Namur Vingt-cinq élèves de 3e secondaire de la Providence y sont inscrits

Notre société est en perpétuelle mutation, les nouvelles technologies font partie de notre quotidien et ce n’est qu’un début. On l’a très bien compris à l’Institut de la Providence à Champion qui vient de lancer une nouvelle classe de troisième. Elle doit son nom STEM (Sciences Technology Engineering Math) aux États-Unis où cet enseignement est pratiqué depuis 2007 comme en Flandre d’ailleurs.

Cette classe propose aux étudiants de 3e année un cours décloisonné en sciences, mathématique et technologie à raison de 2 heures de STEM par semaine mais aussi en interdisciplinarité avec leurs cours respectifs (sciences fortes, mathématiques et informatique).
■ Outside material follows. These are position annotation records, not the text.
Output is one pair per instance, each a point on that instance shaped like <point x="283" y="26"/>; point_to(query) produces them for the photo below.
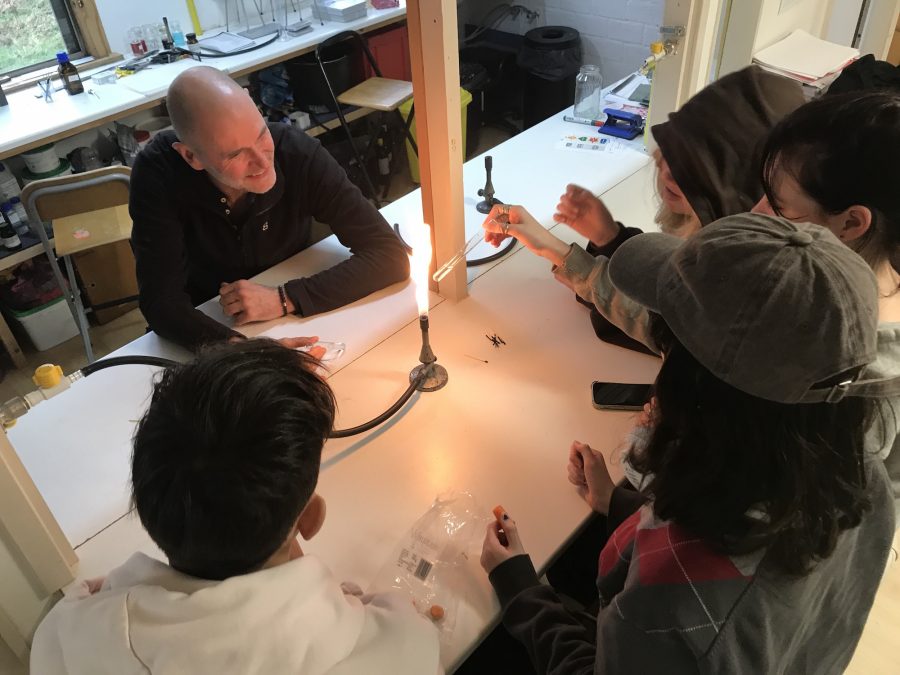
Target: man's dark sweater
<point x="187" y="240"/>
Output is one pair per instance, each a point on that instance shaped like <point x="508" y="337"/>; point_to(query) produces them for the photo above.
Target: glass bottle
<point x="13" y="217"/>
<point x="151" y="37"/>
<point x="68" y="73"/>
<point x="588" y="84"/>
<point x="136" y="41"/>
<point x="18" y="208"/>
<point x="8" y="236"/>
<point x="177" y="34"/>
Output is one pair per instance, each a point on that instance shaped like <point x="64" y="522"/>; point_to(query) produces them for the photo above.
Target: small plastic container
<point x="47" y="325"/>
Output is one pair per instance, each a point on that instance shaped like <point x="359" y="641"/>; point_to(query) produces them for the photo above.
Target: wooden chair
<point x="87" y="210"/>
<point x="376" y="93"/>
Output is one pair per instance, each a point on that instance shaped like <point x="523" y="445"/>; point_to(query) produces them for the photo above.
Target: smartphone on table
<point x="619" y="396"/>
Le but est de ne pas dissocier ces cours mais de rechercher les interactions de façon cohérente entre la théorie, les applications et la pratique.

Pierre Janssens , professeur de mathématique et d’informatique, coordonne ce cours avec ses collègues : "Nous avons la chance d’avoir une école qui dispose d’outils pédagogiques à la pointe des nouvelles des technologies : une salle informatique, des tableaux interactifs, des tablettes pour les élèves. Pour la classe STEM, ce sont les élèves qui ont proposé dix thèmes avec des problèmes à résoudre parmi lesquelles on notera la création d’une éolienne, l’impression en 3D, l’aquaponie ou la réalisation d’une visite virtuelle de l’école."

Trois professeurs pour donner cours à une même classe cela a demandé quelques sacrifices : "Ils ont accepté de prendre une heure sur leur temps libre pour faire fonctionner le projet", nous confie le directeur Olaf Mertens. Une chose primordiale pour Pierre Janssens est la découverte de la solution à un problème posé à l’aide des cours de math, de technologie ou de science et ajoute un élément neuf dans la pédagogie : "Il faut accepter l’échec, ouvrir de nouvelles portes, beaucoup d’inventions résultent d’une erreur. L’élève ou le groupe va rechercher les causes de l’échec et y remédier."

Des milliers de profils STEM sont recherchés sur le marché de l’emploi, c’est une opportunité à saisir.